Performance, Stability, and Scaling

From a query performance perspective, Manticore has remained consistently fast under load.

“Query performance has been phenomenal and unwavering.”

In terms of stability, the main learning curve was understanding how the system behaves under real-world traffic patterns.

“In terms of stability, it took us some time to get adjusted to how Manticore consumes resources.”

As data volume and traffic increased, early architectural decisions were revisited. Initially, all indexes lived in a single cluster, which proved limiting as the platform grew. The monolithic approach caused new nodes to take a long time to join the cluster and created a single point of failure for many production services.

"However, over time we split the monolith into several, purpose-driven mini clusters (using GCP's instance groups).

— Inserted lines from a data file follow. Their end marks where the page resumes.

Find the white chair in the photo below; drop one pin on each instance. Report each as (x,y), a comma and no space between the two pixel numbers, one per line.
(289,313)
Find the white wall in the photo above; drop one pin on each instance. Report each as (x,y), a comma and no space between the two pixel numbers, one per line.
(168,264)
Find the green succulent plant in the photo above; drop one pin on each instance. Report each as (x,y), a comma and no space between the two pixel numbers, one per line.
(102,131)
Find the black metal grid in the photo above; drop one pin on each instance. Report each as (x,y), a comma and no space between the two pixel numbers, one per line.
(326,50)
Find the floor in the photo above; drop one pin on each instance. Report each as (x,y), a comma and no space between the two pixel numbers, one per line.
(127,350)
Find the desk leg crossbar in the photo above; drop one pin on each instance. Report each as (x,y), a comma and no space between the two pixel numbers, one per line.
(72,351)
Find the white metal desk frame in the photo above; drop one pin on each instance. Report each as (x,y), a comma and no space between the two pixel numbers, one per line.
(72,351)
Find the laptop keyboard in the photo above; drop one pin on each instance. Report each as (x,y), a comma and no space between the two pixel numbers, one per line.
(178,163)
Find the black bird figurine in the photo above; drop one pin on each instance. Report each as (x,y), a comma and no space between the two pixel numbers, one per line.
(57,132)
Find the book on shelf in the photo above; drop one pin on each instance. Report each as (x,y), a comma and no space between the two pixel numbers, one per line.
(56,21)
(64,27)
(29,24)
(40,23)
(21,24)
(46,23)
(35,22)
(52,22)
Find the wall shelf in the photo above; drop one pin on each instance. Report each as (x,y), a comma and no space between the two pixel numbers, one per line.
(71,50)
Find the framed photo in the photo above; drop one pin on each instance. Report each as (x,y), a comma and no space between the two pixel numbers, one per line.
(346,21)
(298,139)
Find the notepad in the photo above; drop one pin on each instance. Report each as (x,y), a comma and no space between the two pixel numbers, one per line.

This allowed us to handle the growth of data and traffic with ease."

Combined with horizontal scaling capabilities and Manticore's built-in replication, this approach resulted in a more efficient and resilient system that can adapt to changing workloads.

Day-to-Day Operations

Today, operating Manticore Search is largely automated. Scaling, node replacement, and load distribution are handled through managed infrastructure services and internal tooling, reducing the need for constant manual intervention.

As Hirsch summarizes:

"The day-to-day operations with Manticore are now very hands-off and fully automated. This is thanks to GCP's Managed Instance Groups auto-scaling, HAProxy Load Balancers (with an in-house dynamic configuration tool we created to monitor the MIG changes), and custom Grafana dashboards for monitoring all of the involved service's health metrics."

This operational model, built on Google Cloud's automation capabilities, allows the team to focus more on product development and less on maintaining search infrastructure. The integration with monitoring, logging, and scaling services creates a cohesive operational experience.

Conclusion: A Deliberate Infrastructure Choice

For Locally, adopting Manticore Search on Google Cloud was not about chasing new technology. It was about choosing infrastructure that aligned with real production needs: high traffic, seasonal variability, cost sensitivity, and a desire for operational clarity—all within their existing cloud ecosystem.

The migration from Elasticsearch to Manticore Search delivered measurable results: 16× cost reduction, faster indexing, and comparable query performance. But perhaps more importantly, it simplified operations and gave the engineering team a system they could confidently develop on and scale, all while leveraging Google Cloud's robust infrastructure services.

From Ben Hirsch's perspective as both CTO and co-founder, the most important outcome has been confidence in how the system behaves under real-world conditions. After more than a decade operating Elasticsearch in production, the team now has a search infrastructure that is both powerful and approachable.

Today, Manticore Search supports multiple critical workloads across Locally's platform and continues to perform reliably through peak seasonal demand. The architecture has evolved from a single monolithic cluster to purpose-driven mini clusters, demonstrating that the combination of Manticore Search and Google Cloud can adapt as needs grow.

"I would absolutely recommend this setup to other teams, especially if they are seeking to migrate away from ElasticSearch in favor of a system that is faster, easier to scale up and down, and has a low barrier to entry."
— Ben Hirsch, CTO & Co-founder, Locally

Locally's experience illustrates a pragmatic approach to infrastructure: evaluate carefully, adapt architecture as the system grows, and invest in tools that remain dependable once they are in place. Their experience shows how a pragmatic search stack can evolve into long-term infrastructure when performance, cost, and operational clarity matter.